The efficacy and safety of 225Ac-PSMA RLT targeted therapy for metastatic castration-resistant prostate cancer: A systematic review and meta-analysis.

Abstract

Objective: Using radiolabeled prostate-specific membrane antigen (PSMA) ligands for the treatment of metastatic prostate cancer is a promising therapeutic approach. This systematic review and meta-analysis aims to assess the efficacy and safety of actinium-225 (²²⁵Ac)-PSMA radioligand therapy (RLT) for prostate cancer.

Materials and methods: The systematic review and meta-analysis adheres to the preferred reporting items for systematic reviews and meta-analyses (PRISMA). Searches were conducted in databases including PubMed, Web of Science, Medline, CNKI, and VIP, for studies related to ²²⁵Ac-PSMA RLT for prostate cancer from inception until April 2024. The primary endpoint was the therapeutic effect as measured by post-treatment biochemical response evaluation criteria, while secondary endpoints included evaluating overall survival (OS), progression-free survival (PFS), molecular responses.
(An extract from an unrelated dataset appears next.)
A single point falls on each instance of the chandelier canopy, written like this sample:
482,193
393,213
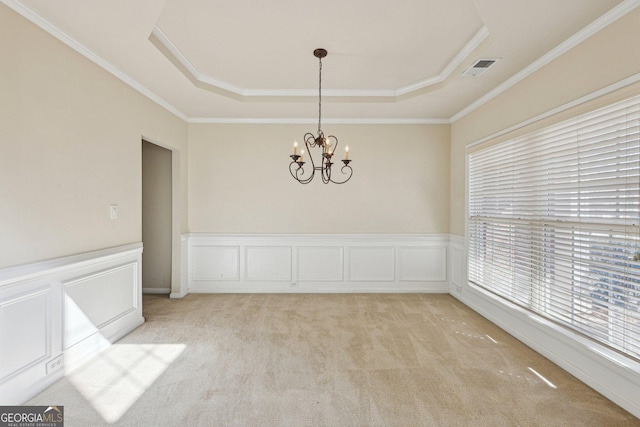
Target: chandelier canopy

Results: A total of 17 studies involving 1042 patients were included. The pooled proportion of patients with PSA reduction was 85% (95% confidence interval [CI]: 80%-91%), and the pooled rate of PSA reduction >50% was 66% (95% CI: 58%-75%). The combined values for OS and PFS were 13.79 months (95% CI: 11.11-16.48 months) and 9.67 months (95% CI: 6.99-12.35 months), respectively. The molecular response rate was 71% (95% CI: 56-87%). The most common side effect of ²²⁵Ac-PSMA RLT was xerostomia, accounting for 63.5%. Anemia, leukopenia, thrombocytopenia, and renal toxicity were observed in 54.3%, 30.4%, 31.8%, 32.0%, respectively.

Conclusion: Actinium-225 -PSMA RLT is an effective and safe treatment for metastatic castration-resistant prostate cancer (mCRPC) patients, with a low incidence of treatment-related adverse reactions. Additionally, a history of lutetium-177 (¹⁷⁷Lu) treatment may have an impact on PSA reduction in mCRPC patients.